Despite an off-the shelf, zero-cost data sharing model functioning well in the USA - with regulatory oversight. I don’t know about you, but I really am quite sick of Australia being a third-world shithole a propos of buying and owning a new car…

And then there’s the implied threat that if you get your car serviced outside the dealer network, you’ll void the warranty. Which is bullshit.

I’ve been trying to dispel that anti-competitive myth since about 2014 on this channel, but there is one of me and a whole car industry sinking millions into anti-competitive spin. According to the ACCC, 30 per cent of consumers they surveyed still believed it to be compulsory to get services done at the dealership.

Provided you get a qualified person to do the service or repairs, provided the services are done on time, and in accordance with manufacturer servicing requirements, your warranty is safe as houses. You don’t even need to use genuine parts, as long as the alternative parts you do use are fit for purpose.

Consumers are not idiots, but the car industry is very proficient at peddling misinformation.

The good news here is that after apparently a long slumber the ACCC has awoken and is appropriately grumpy that the industry has devolved into such an abject Caligula-esque shambles of consumer rape and pillage.


The grandiose-sounding Federal Chamber of Automotive Industries - the car industry’s grubby, low-rent lobby group in Canberra - issued a double bacon deluxe nothing-burger of a press release in response to the ACCC’s draft report:

“The industry strives to deliver the best outcomes for its customers through offering world-class technology, safety, value and service to Australian consumers; a commitment which is underpinned by both consumer law and the manufacturers’ warranty and support mechanisms.  The industry looks forward to working closely with the ACCC to provide more information about the complex matters raised in the draft report.

No denial - I note - of the groundswell of consumer-law non-compliance alleged by the ACCC. In my view, those muppets at the FCAI could not competently raffle half a dead sheep in a pub on a Friday night. Personal opinion.

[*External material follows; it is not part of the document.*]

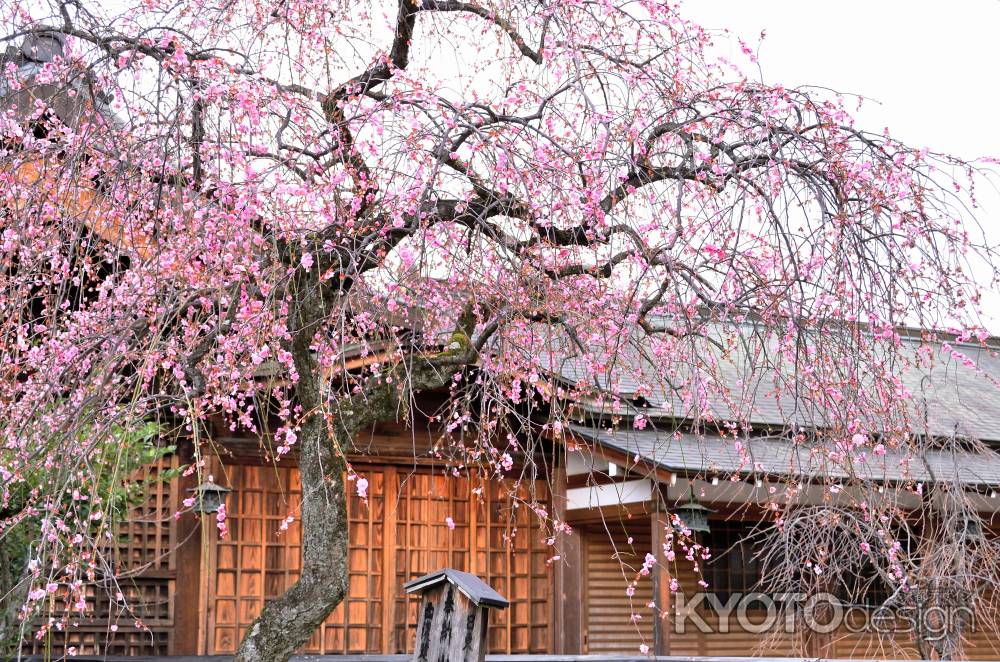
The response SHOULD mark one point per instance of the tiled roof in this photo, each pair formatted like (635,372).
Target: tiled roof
(707,455)
(959,400)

If that’s the best those miscreant apologists at the FCAI can do, it does not bode well for the car industry.


Perhaps the secondary silver lining for you in this somewhat bleak cloud of extensive consumer violation is that the ACCC’s radar is up, the car industry is on alert and - guaranteed - there have already been meetings at the highest level between carmakers and dealers to the effect of ‘don’t screw anyone else over for the time being’.

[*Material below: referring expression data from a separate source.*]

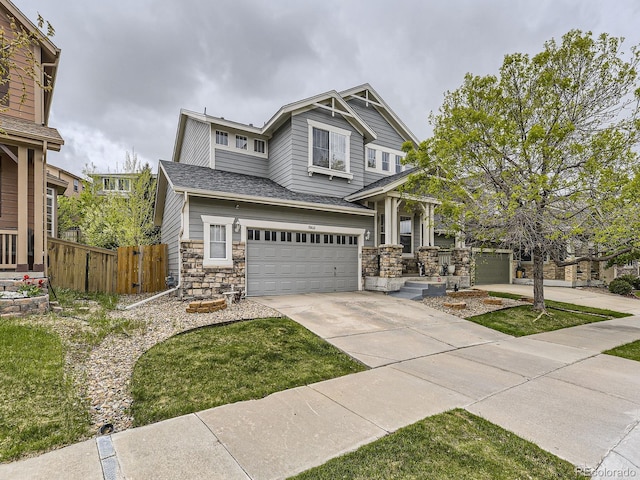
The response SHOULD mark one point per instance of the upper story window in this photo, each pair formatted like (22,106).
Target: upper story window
(385,161)
(329,150)
(222,138)
(241,142)
(371,158)
(113,184)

So if you’ve got a problem with a car - and it’s the manufacturer’s or dealer’s fault, do not bend over and cop it. There’s never been a better opportunity to exercise your rights under Consumer Law - and if you’re in line for a refund or a replacement, don’t cop any of that shit about being gagged either.

Those arseholes are not entitled to do that. It’s a grubby assault on the freedom of speech.


So stick up for yourself. If you’re in the market, as an ongoing risk management exercise, avoid the following brands: Ford, Holden, Volkswagen, Jeep (anything from Fiat Chrysler, basically). Don’t buy an Audi or a Skoda or a Mercedes-Benz.

They’re pretty much the creme de la creme of automotive shit sandwiches.

And to the car industry broadly I’d say: time to grow up and focus on maturity and customer satisfaction. The following anecdote from the ACCC’s report might serve as a barometer of the current climate within dealerships (quote):

“One woman reported to the ACCC she was having transmission problems with her new car. When she took it back to the dealer to try and enforce her consumer rights, she was blamed for the problem and advised to drive ‘more like a man’. This advice (still quoting) was provided even though the car model had a known defect with its transmission and she was entitled to a remedy.”
- ACCC statement


I must say is is rather nice indeed to have one’s position on this validated finally by the ACCC. But not nearly as nice as it is to tell you to keep your chin up - the end of the tunnel just brightened up considerably.